Wieso die Warnung vor dem, was der versteckte Sinn eines jeden Film ist? Wurde dieses Medium denn nicht entwickelt, um die Erinnerung an die Toten zu bewahren? Der Tod sei durch den Film ein gutes Stück zurückgedrängt worden, hieß es bereits 1895. In jenem Jahr, als die Gebrüder Lumière den Zelluloid-Streifen erfanden. In der Tat: Nichts hält Aussehen, Bewegung und Stimme eines Verstorbenen so genau fest, nichts konserviert den Eindruck einer Persönlichkeiten so exakt wie ein Film. Ein Gang durchs Filmarchiv ist wie ein Ausflug ins Jenseits. Überall Personen, festgehalten auf Zelluloid, die als Projektion Auferstehung feiern. Die Unsterblichkeit in einer säkularisierten Welt. Weshalb also warnen davor?

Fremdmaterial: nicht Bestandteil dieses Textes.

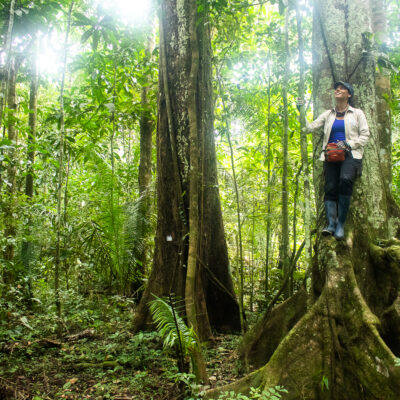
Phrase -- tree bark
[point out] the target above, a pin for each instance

Niemand darf mehr den Namen des Toten nennen

Jeder kennt den Glauben, daß der Akt des Fotografierens die Seele raubt. Und wirklich, wer das Foto eines Menschen besitzt, hat zugleich Macht über ihn. Indem er es beliebig oft betrachten, es veröffentlichen und in neue Kontexte stellen kann. Da braucht eine magische Erklärung gar nicht erst bemüht zu werden.

Aber im Falle der Aborigines geht die Spur womöglich in eine andere Richtung. Im Seelenglauben der australischen Ureinwohner spielt das Gehenlassen, das Nicht-Festhalten des Verstorbenen eine große Rolle. Mehr noch: Die Seele muß verjagt werden. Niemand darf mehr den Namen des Toten nennen. Der könnte sich angesprochen fühlen und zurückkehren. Ähnlich vermied man in Europa, den Namen des Teufels auszusprechen. Aus Angst, er könnte das als Anruf verstehen. Dieses Gehenlassen ist nicht allein zum Wohle des Verstorbenen, auch die Lebenden wollen sich mit seiner Wiederkehr nicht belasten.

Gegen diese Auffassung prallt der säkulare Wunsch des (irdischen) Festhaltens, dessen vollkommenster Ausdruck der Film ist. Diese Bedeutung spürt jeder, der eine andere Person vergessen will. Dann wird er deren filmisches oder fotografisches Abbild als erstes entsorgen. Eben weil ihr Eindruck darin lebendiger erhalten ist, als zum Beispiel in einer Handschrift.

Fraglicher Nutzen der Historie

Für eine Kultur, zu deren Selbstverständnis die Geschichtlichkeit gehört, ist der Film von unschätzbaren Wert. Durch ihn bleiben historische Personen und Ereignisse „lebendig”. Aber spätestens seit Nietzsche und Joyce ist der Nutzen von Historie in Frage gestellt. „Die Geschichte ist ein Albtraum, aus dem ich zu erwachen versuche”, sagt Stephen Dedalus im „Ulysses” (1914).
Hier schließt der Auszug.